Citizen science, though lacking a precise definition, has emerged particularly in North America since the 1990s, now with numerous projects in operation, particularly related to biological conservation. Although there are numerous challenges to make citizen science effective and useful (including study design, volunteer retention, social engagement, funding, and data collection and quality), it has had impacts on scientific discovery and policy (for a detailed review of the literature, see MacPhail and Colla, 2020).
Part of the challenge is integrating knowledge from different realms and actors into a coherent picture. However, many tools now exist to do, including focus groups, field visits, decision-support systems, multi-criteria evaluation, participatory mapping, mediated modelling and a range of digital tools including GIS (Reed et al., 2013).
Changes to reward systems, first elaborated under Efficiency, can help shift researcher commitment to these activities. Reward systems should favour:
- long over short-term projects;
- multi-authored over single-authored papers;
- farmer/fisher/extension/scientist/social scientist teams over teams of scientists (many farmers and fishers are interested in joining such teams);
- projects with an on-farm or water system research focus or component over a laboratory focus;
- project compliance with the departmental over disciplinary mission;
- high-quality popular (widely read) publications at least at par with high-quality scientific or economic (narrow audience) papers.
See MacRae (1991: Table 58) for a more detailed interpretation.
The exception to such reward system criteria is work on basic ecological processes that will help with ecosystem design and management. Our understanding of certain pest life cycles, many basic soil processes, marine and lake habitats, fish stock assessments,and symbiotic plant, and plant-microbe interactions is limited. More basic work on these topics will be necessary before many practical ecosystem design and management features can be implemented. Scientists working on these projects may be adequately covered under existing reward systems, although the priority areas may still have ta be specified.

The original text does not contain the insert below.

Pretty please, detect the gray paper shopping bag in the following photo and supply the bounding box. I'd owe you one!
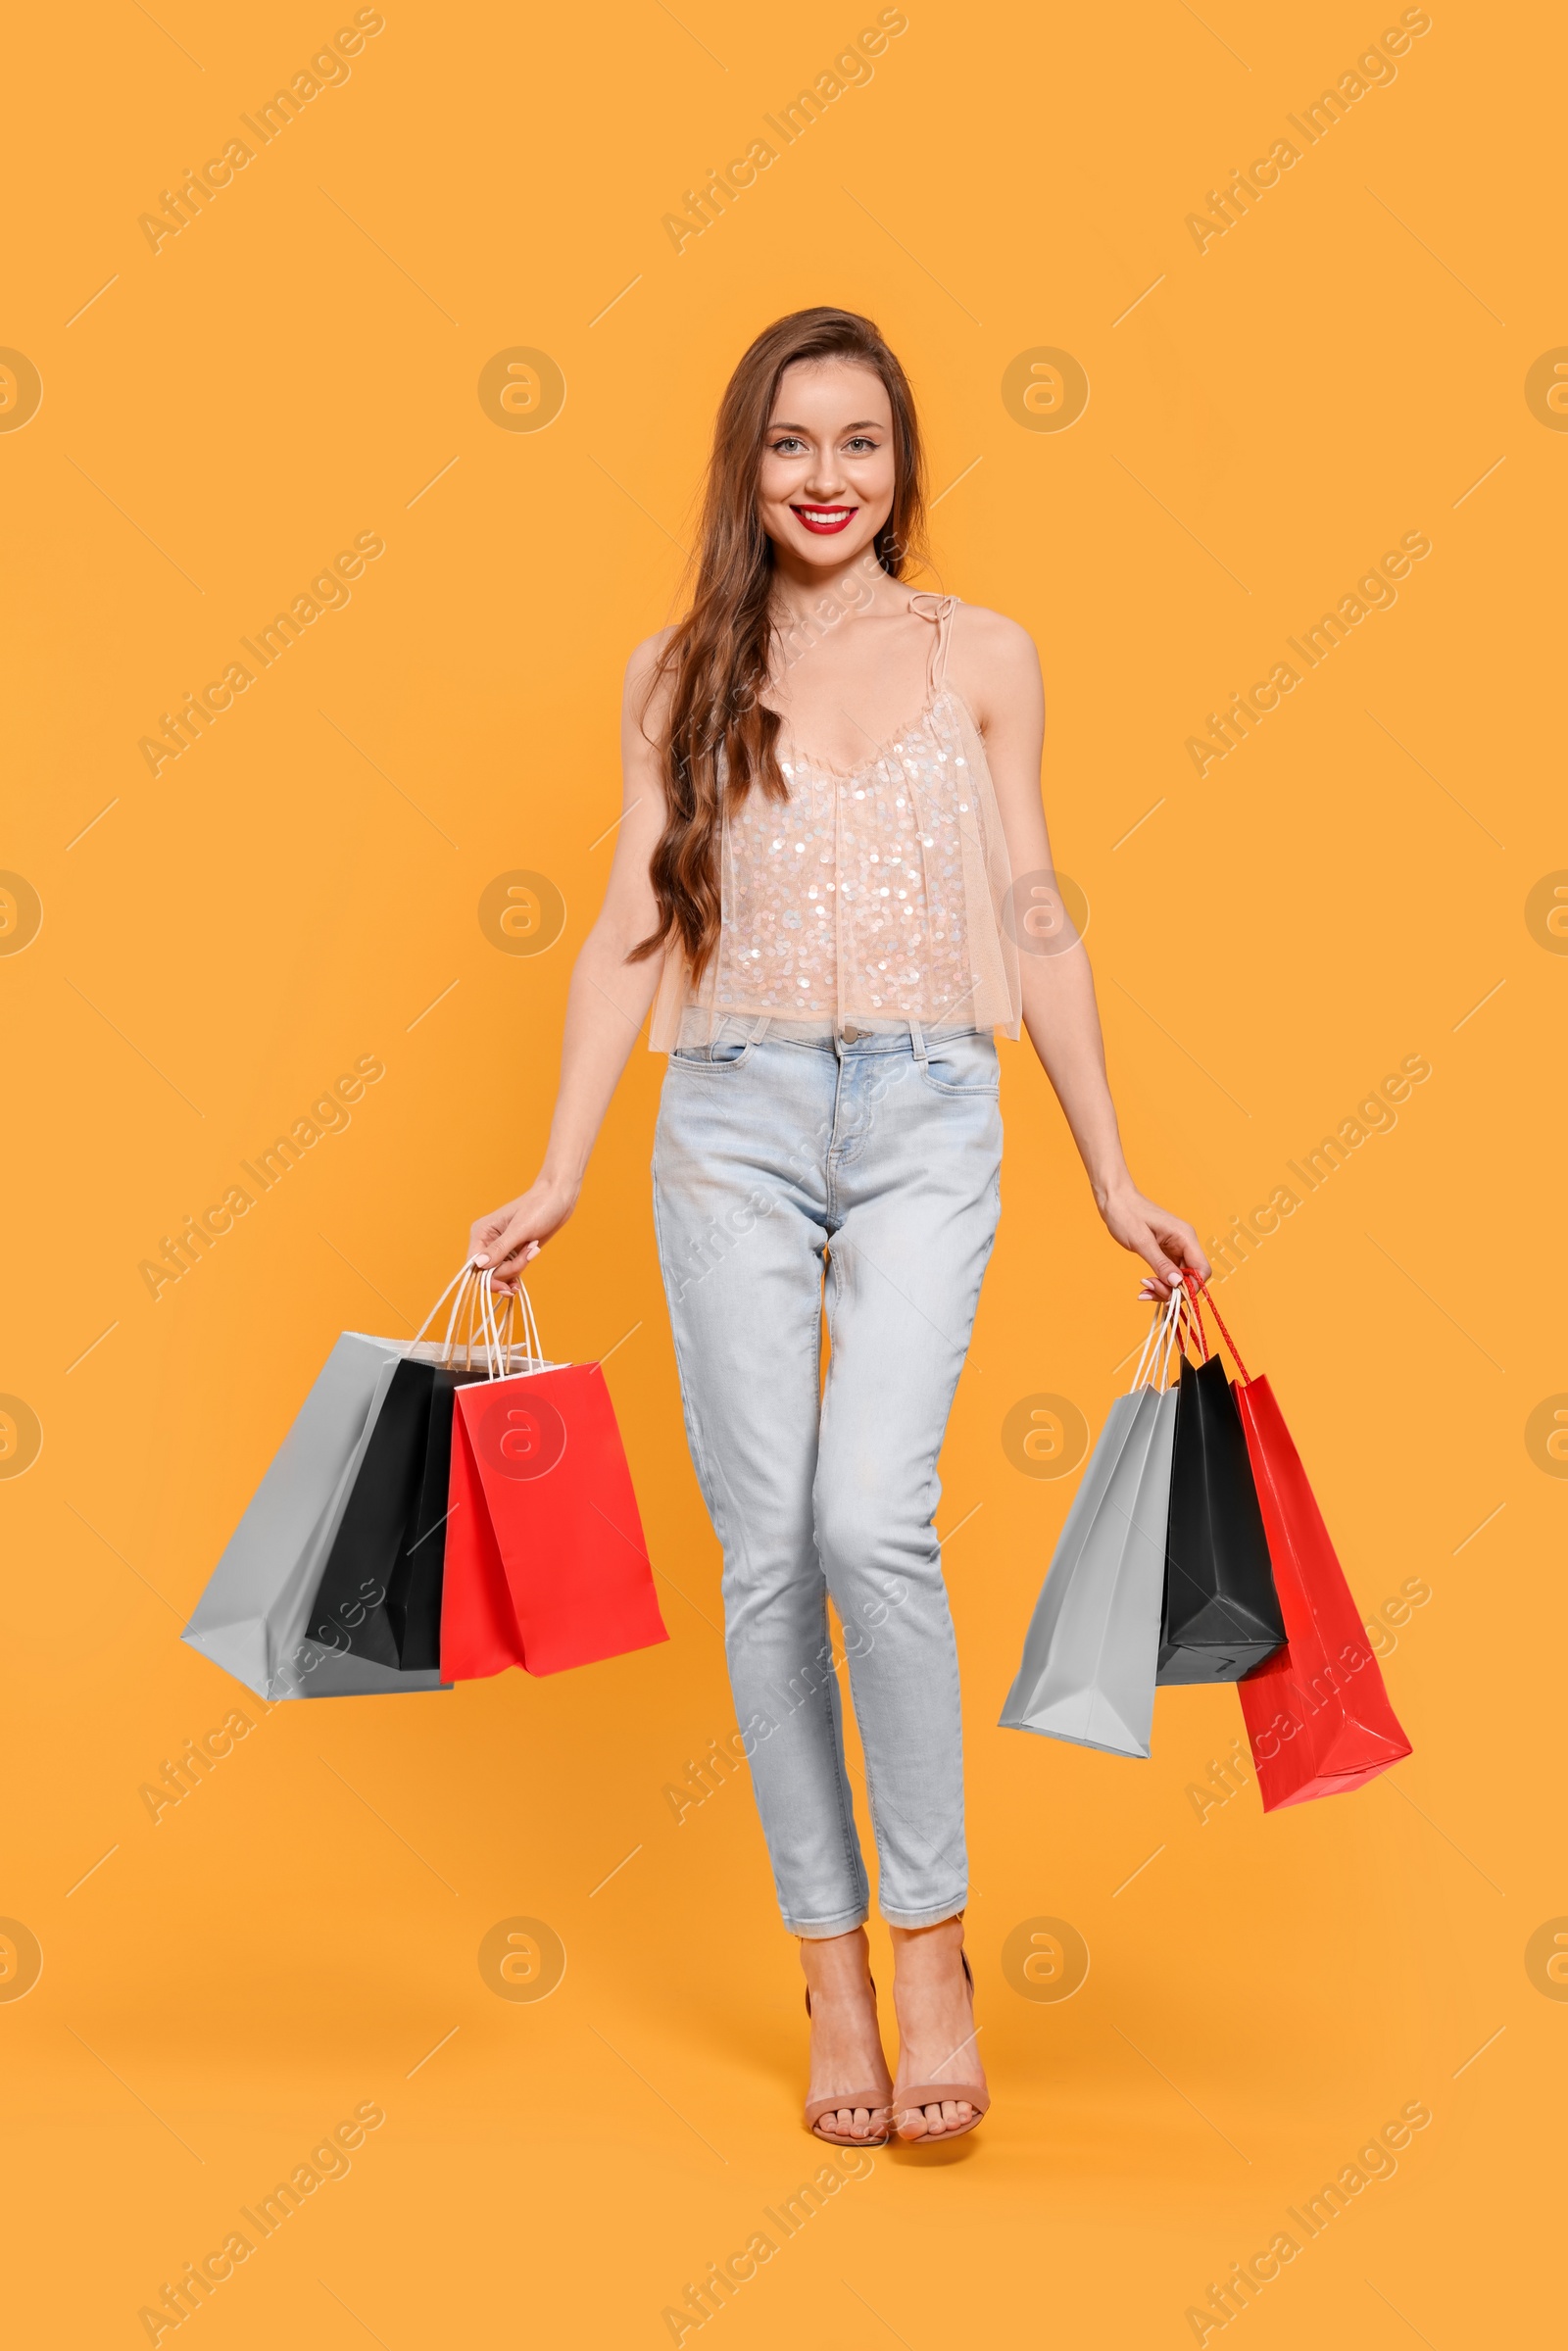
[182,1332,426,1700]
[1000,1295,1182,1757]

Creating and disseminating system transition plans
Canada does not have a strong record of creating detailed transition plans for moving systems from one state to another, especially in the food system. The Canadian food system does not have a planning culture, relying largely on market forces to determine its directions. Food studies do not have a transition research tradition.
Farm-level transition plans have been developed (see MacRae et al., 1989; Goal 5 Sustainable Food) and these are important, but they do not represent system-level transformation. Part of the deficiency is that food system transition is not really considered a research area in Canada. Some research proposals have been submitted to SSHRC over the years, with unsuccessful results, likely a combination of the quality of the proposal and the limitations of SSHRC processes as they relate to this topic. Modelling studies have sometimes been funded, though these are only pieces of transition planning.
Building on the Efficiency proposal for dedicated funding from SSHRC for transition planning, Faculties of Food Studies (see above) need to establish sustainable transition research teams and government units dealing with food and agriculture need to establish transition planning research units. These teams and units would contain researchers across a range of field including policy and program design.